The real history of globalization

Neo-liberals vs neo-idiotics?

"... the 'bad old days' in the developing countries weren't so bad at all. During the 1960s and the 1970s, when they were pursuing the 'wrong' policies of protectionism and state intervention 'per capita income' in the developing countries grew by 3.0% annually... Since the 1980s, after they implemented neo-liberal policies, they grew at only about half the speed seen in the 1960s and the 1970s (1.7%). Growth slowed down in the rich countries too, but the slowdown was less marked (from 3.2% to 2.1%), not least because they did not introduce neo-liberal policies to the same extent as the developing countries did. The average growth rate of developing countries in this period would be even lower if we exclude China and India. These two countries which accounted for 12% of the total developing country income in 1980 and 30% in 2000, have so far refused tu put on Thomas Friedman's Golden Straitjacket.

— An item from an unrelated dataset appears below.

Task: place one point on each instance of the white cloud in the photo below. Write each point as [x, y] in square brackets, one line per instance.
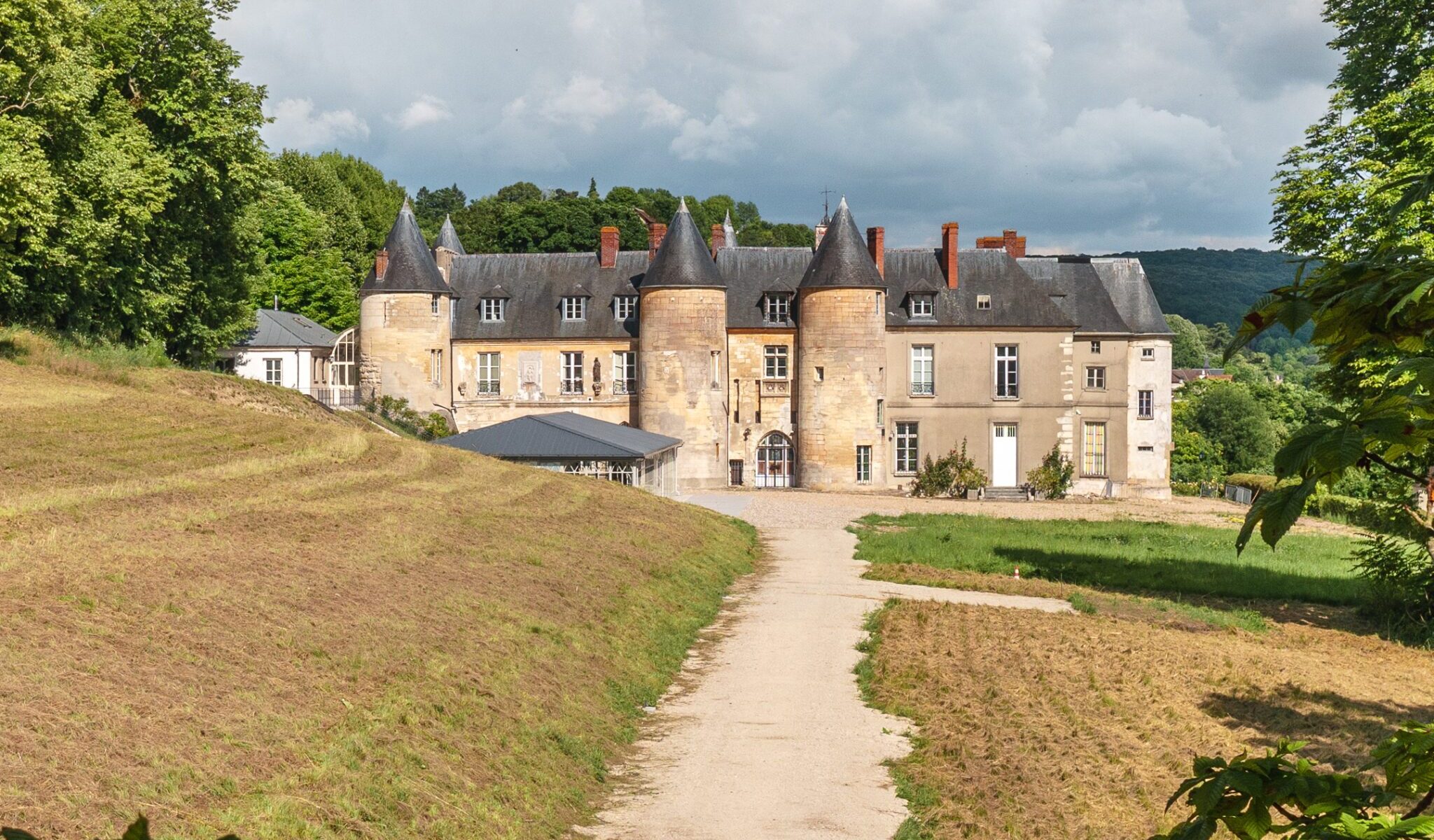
[584, 102]
[424, 111]
[297, 127]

Growth failure has been particularly noticeable in Latin America and Africa, where neo-liberal programmes were implemented more than in Asia. In the 1960s and the 1970s, 'per capita income' in Latin America was growing at 3.1% per year, slightly faster than the developing country average. Brazil, especially, was growing almost as far as the East Asian 'miracle' economies. Since the 1980s, however, when the continent embraced neo-liberalism, Latin America has been growing at less than one third of the 'bad old days'. Even if we discount the 1980s as a decade of adjustment and take it out of the equation, 'per capita income' in the region during the 1990s grew at basically half the rate of the 'bad old days' (3.1% vs 1.7%). Between 2000 and 2005, the region has done even worse; it virtually stood still with 'per capita income' growing at only 0.6% per year.







"... neo-liberal globalization has failed to deliver on all fronts of economic life -growth, equality and stability. Despite this, we are constantly told how neo-liberal globalization has brought unprecendent benefits.

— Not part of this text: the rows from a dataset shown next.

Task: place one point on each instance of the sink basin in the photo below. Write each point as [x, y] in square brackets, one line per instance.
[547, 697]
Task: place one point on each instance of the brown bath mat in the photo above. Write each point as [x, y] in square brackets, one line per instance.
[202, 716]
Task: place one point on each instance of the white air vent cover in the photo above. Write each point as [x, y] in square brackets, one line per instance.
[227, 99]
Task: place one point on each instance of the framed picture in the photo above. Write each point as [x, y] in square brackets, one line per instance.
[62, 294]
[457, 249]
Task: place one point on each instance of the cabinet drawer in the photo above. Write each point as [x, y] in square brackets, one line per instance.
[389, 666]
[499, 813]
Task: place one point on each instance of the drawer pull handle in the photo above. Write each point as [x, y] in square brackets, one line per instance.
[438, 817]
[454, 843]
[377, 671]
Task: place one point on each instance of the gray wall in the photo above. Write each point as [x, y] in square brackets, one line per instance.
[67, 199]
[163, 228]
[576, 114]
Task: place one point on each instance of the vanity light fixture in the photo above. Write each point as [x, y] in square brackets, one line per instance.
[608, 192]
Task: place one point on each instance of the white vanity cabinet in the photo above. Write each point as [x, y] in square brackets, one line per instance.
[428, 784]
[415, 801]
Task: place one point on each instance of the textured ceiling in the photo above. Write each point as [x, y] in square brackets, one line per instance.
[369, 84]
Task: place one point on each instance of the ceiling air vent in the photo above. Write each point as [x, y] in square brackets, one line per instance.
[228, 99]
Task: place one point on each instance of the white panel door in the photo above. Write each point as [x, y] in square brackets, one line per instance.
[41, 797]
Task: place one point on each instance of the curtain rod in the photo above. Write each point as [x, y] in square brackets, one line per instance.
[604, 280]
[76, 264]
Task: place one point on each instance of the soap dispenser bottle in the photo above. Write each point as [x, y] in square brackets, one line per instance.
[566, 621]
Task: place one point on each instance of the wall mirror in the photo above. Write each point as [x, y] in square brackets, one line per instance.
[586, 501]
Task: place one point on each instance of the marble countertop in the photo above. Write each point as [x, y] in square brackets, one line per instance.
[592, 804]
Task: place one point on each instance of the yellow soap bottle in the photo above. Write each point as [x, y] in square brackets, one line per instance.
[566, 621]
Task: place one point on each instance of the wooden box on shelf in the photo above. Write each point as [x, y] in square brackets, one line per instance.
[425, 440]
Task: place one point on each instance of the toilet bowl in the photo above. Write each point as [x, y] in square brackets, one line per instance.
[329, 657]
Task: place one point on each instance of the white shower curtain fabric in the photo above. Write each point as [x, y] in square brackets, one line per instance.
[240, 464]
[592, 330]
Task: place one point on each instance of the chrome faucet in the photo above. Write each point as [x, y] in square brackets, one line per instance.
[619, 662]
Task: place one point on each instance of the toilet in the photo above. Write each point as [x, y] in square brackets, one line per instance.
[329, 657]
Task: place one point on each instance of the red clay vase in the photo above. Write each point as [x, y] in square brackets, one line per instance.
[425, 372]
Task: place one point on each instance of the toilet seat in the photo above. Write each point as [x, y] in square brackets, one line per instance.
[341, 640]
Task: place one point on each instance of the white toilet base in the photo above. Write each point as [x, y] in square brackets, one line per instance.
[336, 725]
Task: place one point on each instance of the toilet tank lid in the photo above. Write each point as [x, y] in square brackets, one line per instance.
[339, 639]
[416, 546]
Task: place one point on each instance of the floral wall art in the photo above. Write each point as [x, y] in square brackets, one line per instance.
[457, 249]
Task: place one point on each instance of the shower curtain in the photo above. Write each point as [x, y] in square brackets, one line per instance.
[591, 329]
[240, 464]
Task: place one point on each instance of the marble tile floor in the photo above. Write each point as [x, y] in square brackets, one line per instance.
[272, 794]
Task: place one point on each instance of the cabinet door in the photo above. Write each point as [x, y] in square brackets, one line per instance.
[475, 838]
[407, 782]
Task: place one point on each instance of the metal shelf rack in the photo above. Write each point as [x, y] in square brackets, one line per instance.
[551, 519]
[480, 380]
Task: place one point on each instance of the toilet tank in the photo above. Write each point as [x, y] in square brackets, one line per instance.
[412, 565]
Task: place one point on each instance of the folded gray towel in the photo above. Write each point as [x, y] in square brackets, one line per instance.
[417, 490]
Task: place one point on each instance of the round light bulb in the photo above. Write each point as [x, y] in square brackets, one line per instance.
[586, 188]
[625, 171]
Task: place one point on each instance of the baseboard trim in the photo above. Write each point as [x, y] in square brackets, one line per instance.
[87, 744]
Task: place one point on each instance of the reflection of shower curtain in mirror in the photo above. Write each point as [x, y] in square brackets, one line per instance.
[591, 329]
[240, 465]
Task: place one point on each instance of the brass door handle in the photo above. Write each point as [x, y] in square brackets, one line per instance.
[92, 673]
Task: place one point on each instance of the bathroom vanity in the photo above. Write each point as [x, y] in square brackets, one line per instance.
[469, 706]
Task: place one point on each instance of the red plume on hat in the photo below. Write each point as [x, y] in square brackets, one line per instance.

"The one country that seems to have succeeded in the postwar globalization period by using the neo-liberal strategy is Chile. Indeed, Chile adopted the strategy before anyone else, including the US and Britain, following the 'coup d'etat' by General Augusto Pinocht back in 1973. Since then, Chile has grown quite well -although nowhere nearly fast as the East Asian 'miracle' economies. And the country has been constantly cited as a neo-liberal success story. Its good growth performance is undeniable. But even Chile's story is more complex tran orthodoxy suggests.

"Chile's early experiment with neo-liberalism, led by the so-called Chicago Boys (a group of Chilean economists trained at the University of Chicago, one of the centres of neo-liberal economics), was a disaster. It ended in a terrible financial crash in 1982, which had to be resolved by the nationalization of the whole banking sector. Thanks to this crash, the country recovered the pre-Pinochet level of income only in the late 1980s. It was only when Chile's neo-liberalism got more pragmatic after the crash that the country started doing well. For example, the government provided exporters with a lot of help in overseas marketing and R&D. It also used capital controls to successfully reduce the inflow of short-term speculative funds althought its recent free trade agreement with the US has forced it to promise never to use them again. More importantly, there is a lot of doubt the sustainability of Chile's development. Over the past three decades, the country has lost a lot of manufacturing industries and become excessively dependent on natural-resources-based exports. Not having the technological capabilities to move into higher-productivity activities, Chile faces a clear limit to the level of prosperity it can attain in the long run.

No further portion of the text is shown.